In this, my practice has moved more towards abstraction, which addresses my concerns as a painter more. There is a freedom in this territory, which is challenging and liberating.

 

Each canvas begins without a predetermined image, without a destination. It is demanding, uncertain, and charged with discovery—a space where painting becomes less an image and more an experience of risk, intuition, and persistence.

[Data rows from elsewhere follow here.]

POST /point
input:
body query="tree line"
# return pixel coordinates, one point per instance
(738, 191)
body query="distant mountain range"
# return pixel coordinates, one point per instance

It is here that I find both my deepest engagement and my most rigorous challenge.

 

Composition does not arrive through planning but through a sustained cycle of accumulation and erasure, assertion and surrender, until the painting’s own structure emerges and the light

I have been searching for finally surfaces with the last marks.

 

 

ABOUT THE COTTON SERIES

 

These painting are a blend of both of my histories

as a painter in that they are figurative and abstract. In moving to Louisiana, I came to experience cotton fields and the imagery of cotton for the first time. In coming to explore cotton in paintings, I work to create soft, breathing passages that recall cotton fields. I think about cotton floating weightless against the bright Southern sky. From that I build abstract density to this image. The forms that emerge are not observed but felt—rising from memory, imagination, and the present moment. They hover between the recognisable and the unnamed. And always, behind the softness, lives the weight of cotton’s history in this place—present in the background, part of the atmosphere itself.

 

 

BIOGRAPHY

Saliha Calegan is a French-American painter based in Baton Rouge, Louisiana. She grew up in Alsace, France, and attended Le Quai, École Supérieure d’Art de Mulhouse. After a period working in magazine and fashion in Paris, she returned to Alsace, where a former professor mentored her reengagement with oil painting and the discipline of the studio. That return marked

a decisive commitment to painting as a sustained, physical practice—one that continues to shape her work today. Calegan moved to the United States in 1999. She holds both French and American nationality. Her work has been exhibited in Louisiana, Texas, North Carolina, New Hampshire, Massachusetts, and Georgia. Her large-scale oil paintings on linen continue to evolve—in conversation with abstract expressionism and impressionism, but guided by her own voice and an ongoing dialogue between instinct, materiality, and the physicality of paint.